🤖 AI Summary
Existing preference learning methods (e.g., DPO) rely on large-scale static preference triples, suffering from poor generalization and weak cross-domain transferability. This paper proposes RLfR—a reinforcement learning framework for translation that replaces static preference modeling with dynamic, fine-grained feedback from an external teacher model (e.g., GPT-4o), framing translation as progressive micro-teaching and imitation learning. RLfR jointly optimizes a dual-signal reward combining normalized negative edit distance and COMET score to enable real-time hypothesis refinement—eliminating the need for human-annotated triples and better aligning with human incremental learning.

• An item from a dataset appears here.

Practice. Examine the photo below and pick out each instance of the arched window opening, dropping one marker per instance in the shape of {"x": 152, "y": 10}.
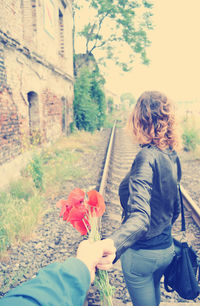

Evaluated on the FLORES-200 multilingual benchmark, RLfR significantly outperforms MT-SFT and leading preference-based baselines. It achieves consistent improvements in COMET semantic adequacy and M-ETA entity retention, demonstrating the effectiveness and generalizability of the dynamic teacher-driven paradigm.
📝 Abstract
Preference-learning methods for machine translation (MT)--such as Direct Preference Optimization (DPO)--have achieved impressive gains but depend heavily on large, carefully curated triplet datasets and often struggle to generalize beyond their tuning domains. We propose Reinforcement Learning from Teacher-Model Refinement (RLfR), a novel framework that removes reliance on static triplets by leveraging continuous, high-quality feedback from an external teacher model (GPT-4o). RLfR frames each translation step as a micro-tutorial: the actor generates a hypothesis, the teacher refines it, and the actor is rewarded based on how closely it aligns with the teacher's refinement. Guided by two complementary signals--(i) negative edit distance, promoting lexical and structural fidelity, and (ii) COMET score, ensuring semantic adequacy--the actor progressively learns to emulate the teacher, mirroring a human learning process through incremental, iterative improvement. On the FLORES-200 benchmark (English to and from German, Spanish, Chinese, Korean, and Japanese), RLfR consistently outperforms both MT-SFT and preference-based baselines, significantly improving COMET (semantic adequacy) and M-ETA (entity preservation) scores.